Hence this study aimed to find out the factors affecting the selection of FMCGs by the rural consumers in Bangladesh. The findings of the study can be essential for the product development, market development and execution of new marketing plan in the rural areas of Bangladesh. The producers as well as marketers can get the idea regarding how the rural consumers behave towards the purchase of FMCG and what factors influence them before purchasing.


The major objectives of this study are:

  • To identify the factors that influence the FMCGs purchase decision of the rural consumers in the Khulna District of Bangladesh.
  • To measure the impact of each factor on the FMCGs purchase decision.
  • To find out the statistically significant factors from the factors identified.
  • To recommend some managerial implications of the findings from this study.
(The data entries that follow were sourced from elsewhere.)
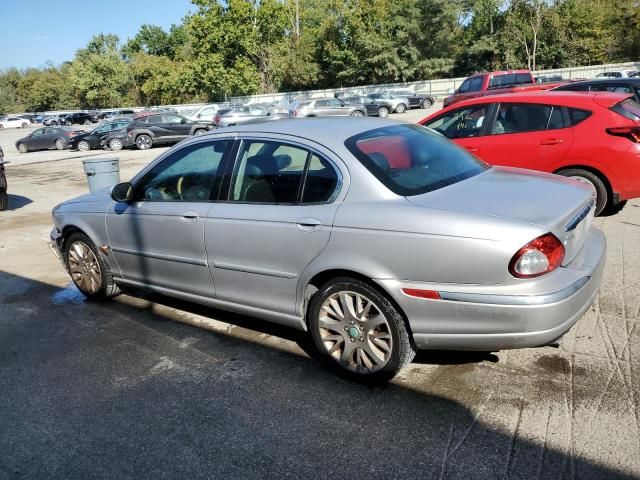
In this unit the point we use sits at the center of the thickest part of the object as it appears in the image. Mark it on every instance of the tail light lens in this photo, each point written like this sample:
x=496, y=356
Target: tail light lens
x=541, y=255
x=632, y=133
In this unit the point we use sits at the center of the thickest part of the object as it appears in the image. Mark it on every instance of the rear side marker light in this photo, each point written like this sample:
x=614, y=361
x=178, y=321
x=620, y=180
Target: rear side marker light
x=632, y=133
x=414, y=292
x=541, y=255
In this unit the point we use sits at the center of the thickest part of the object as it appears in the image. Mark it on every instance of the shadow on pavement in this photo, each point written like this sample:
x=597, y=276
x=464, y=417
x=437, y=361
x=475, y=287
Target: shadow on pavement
x=18, y=201
x=122, y=390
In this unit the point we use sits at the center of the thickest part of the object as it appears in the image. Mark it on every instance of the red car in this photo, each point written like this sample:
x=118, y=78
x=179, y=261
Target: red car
x=594, y=137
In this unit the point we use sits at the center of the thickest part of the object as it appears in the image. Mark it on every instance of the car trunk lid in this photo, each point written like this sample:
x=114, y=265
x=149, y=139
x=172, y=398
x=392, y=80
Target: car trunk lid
x=562, y=206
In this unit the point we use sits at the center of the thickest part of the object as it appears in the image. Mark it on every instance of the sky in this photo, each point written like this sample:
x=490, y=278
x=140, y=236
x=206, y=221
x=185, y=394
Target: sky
x=37, y=31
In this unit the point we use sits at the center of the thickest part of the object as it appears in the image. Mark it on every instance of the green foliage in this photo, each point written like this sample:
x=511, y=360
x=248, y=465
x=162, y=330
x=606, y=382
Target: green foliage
x=240, y=47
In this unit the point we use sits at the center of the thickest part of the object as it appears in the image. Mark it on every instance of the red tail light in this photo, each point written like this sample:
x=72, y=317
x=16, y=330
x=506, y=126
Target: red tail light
x=541, y=255
x=632, y=133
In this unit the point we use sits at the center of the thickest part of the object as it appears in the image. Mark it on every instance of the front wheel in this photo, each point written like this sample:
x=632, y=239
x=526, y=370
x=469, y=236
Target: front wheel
x=601, y=194
x=357, y=329
x=88, y=270
x=115, y=144
x=143, y=142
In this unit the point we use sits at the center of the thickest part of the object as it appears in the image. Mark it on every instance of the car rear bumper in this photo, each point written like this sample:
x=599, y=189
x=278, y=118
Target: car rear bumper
x=468, y=320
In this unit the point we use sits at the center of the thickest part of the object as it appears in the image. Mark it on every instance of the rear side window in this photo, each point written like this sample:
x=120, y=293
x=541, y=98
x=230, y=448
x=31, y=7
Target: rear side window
x=412, y=160
x=519, y=118
x=577, y=115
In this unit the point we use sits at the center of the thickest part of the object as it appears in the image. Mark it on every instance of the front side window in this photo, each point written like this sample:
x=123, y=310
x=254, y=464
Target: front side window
x=412, y=160
x=520, y=118
x=461, y=123
x=277, y=173
x=192, y=174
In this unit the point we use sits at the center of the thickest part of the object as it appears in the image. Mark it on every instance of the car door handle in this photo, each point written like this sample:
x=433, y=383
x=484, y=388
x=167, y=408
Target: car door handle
x=189, y=217
x=309, y=224
x=551, y=141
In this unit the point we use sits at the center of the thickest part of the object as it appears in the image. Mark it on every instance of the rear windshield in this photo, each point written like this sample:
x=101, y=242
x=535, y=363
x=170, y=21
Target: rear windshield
x=628, y=108
x=509, y=79
x=411, y=159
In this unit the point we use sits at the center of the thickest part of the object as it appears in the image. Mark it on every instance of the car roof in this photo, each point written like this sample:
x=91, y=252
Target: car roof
x=321, y=130
x=560, y=97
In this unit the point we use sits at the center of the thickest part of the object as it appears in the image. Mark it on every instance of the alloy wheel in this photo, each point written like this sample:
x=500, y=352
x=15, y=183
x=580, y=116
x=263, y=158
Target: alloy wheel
x=354, y=332
x=84, y=267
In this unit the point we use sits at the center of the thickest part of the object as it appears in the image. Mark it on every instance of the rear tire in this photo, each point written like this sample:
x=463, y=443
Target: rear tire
x=584, y=176
x=352, y=343
x=88, y=270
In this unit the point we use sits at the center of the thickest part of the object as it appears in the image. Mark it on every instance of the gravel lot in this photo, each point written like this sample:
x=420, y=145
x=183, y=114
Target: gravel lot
x=146, y=386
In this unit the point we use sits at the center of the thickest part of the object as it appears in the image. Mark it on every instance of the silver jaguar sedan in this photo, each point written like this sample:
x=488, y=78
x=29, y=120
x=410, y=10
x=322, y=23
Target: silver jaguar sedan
x=379, y=238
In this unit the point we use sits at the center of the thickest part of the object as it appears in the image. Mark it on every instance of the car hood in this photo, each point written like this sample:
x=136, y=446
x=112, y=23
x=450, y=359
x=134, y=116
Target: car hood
x=548, y=201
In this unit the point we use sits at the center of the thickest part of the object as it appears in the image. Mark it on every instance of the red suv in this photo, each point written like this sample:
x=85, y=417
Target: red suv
x=594, y=138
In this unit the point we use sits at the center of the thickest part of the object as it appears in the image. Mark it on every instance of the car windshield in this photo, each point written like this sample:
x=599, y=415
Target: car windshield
x=412, y=160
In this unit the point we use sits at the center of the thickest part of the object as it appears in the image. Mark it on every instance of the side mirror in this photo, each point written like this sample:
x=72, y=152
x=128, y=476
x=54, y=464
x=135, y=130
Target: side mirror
x=122, y=192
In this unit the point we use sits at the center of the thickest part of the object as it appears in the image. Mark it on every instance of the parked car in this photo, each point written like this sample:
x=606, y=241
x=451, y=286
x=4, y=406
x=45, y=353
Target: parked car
x=79, y=118
x=345, y=229
x=242, y=115
x=380, y=108
x=206, y=113
x=620, y=74
x=592, y=137
x=398, y=104
x=46, y=138
x=118, y=113
x=14, y=122
x=328, y=107
x=495, y=83
x=4, y=196
x=92, y=140
x=415, y=100
x=54, y=120
x=163, y=128
x=630, y=86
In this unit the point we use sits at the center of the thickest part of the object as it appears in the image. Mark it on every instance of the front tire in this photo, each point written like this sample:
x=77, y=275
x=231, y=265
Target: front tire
x=88, y=270
x=426, y=103
x=143, y=142
x=115, y=144
x=359, y=331
x=584, y=176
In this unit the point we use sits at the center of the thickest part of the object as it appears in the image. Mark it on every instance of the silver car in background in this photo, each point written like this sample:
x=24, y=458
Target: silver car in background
x=376, y=237
x=246, y=114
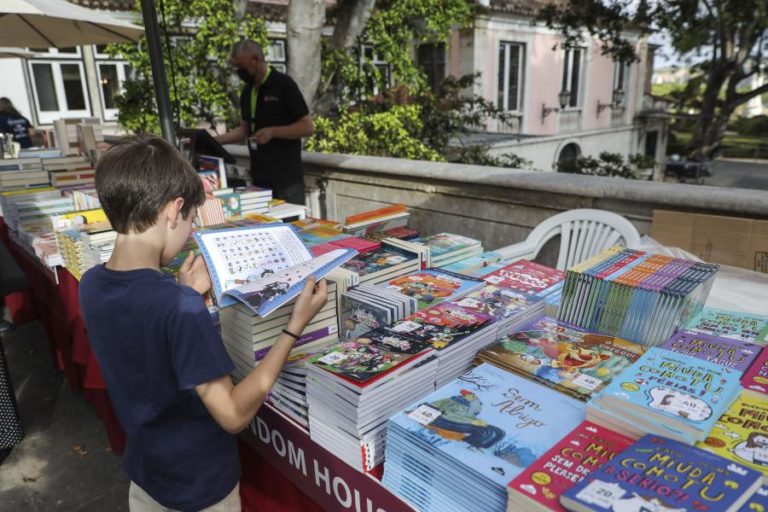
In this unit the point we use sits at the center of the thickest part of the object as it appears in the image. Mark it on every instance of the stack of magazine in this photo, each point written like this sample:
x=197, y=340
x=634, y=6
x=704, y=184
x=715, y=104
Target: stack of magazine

Today in the highly competitive market the FMCGs consumers are enjoying the benefits of making their purchase decision from a number of brands which differ in price, quality, attributes etc. Consumers’ preferences and attitudes towards certain brands also vary due to their affordability, product availability, brand awareness, life style etc. As a result the rural marketers of FMCG products have to differentiate themselves on designing strategies targeting the rural consumers (Anand & Hundal, 2008). They need to understand the factors that influence the rural purchase decision towards FMCGs. Available literature also mentions that various factors like packaging, brand name, quality, price and promotions influence the purchase decision of rural consumers (cited in Narayana & Mathew, 2015). In one study Kundu (2013) examined that electronic media like TV commercials, print advertising and word of mouth play a significant role in influencing the FMCGs purchase decision in the rural areas. Negative emotional advertising appeals used in the television advertisements also influence the customers’ intension to purchase some selective FMCGs brands by forming positive attitudes towards those brands (Jayswa l& Shah, 2012). On the other hand public relation was found to be the most important element in a study conducted by Sukhmani et al. (2012) to increase the sales of FMCGs in the rural areas.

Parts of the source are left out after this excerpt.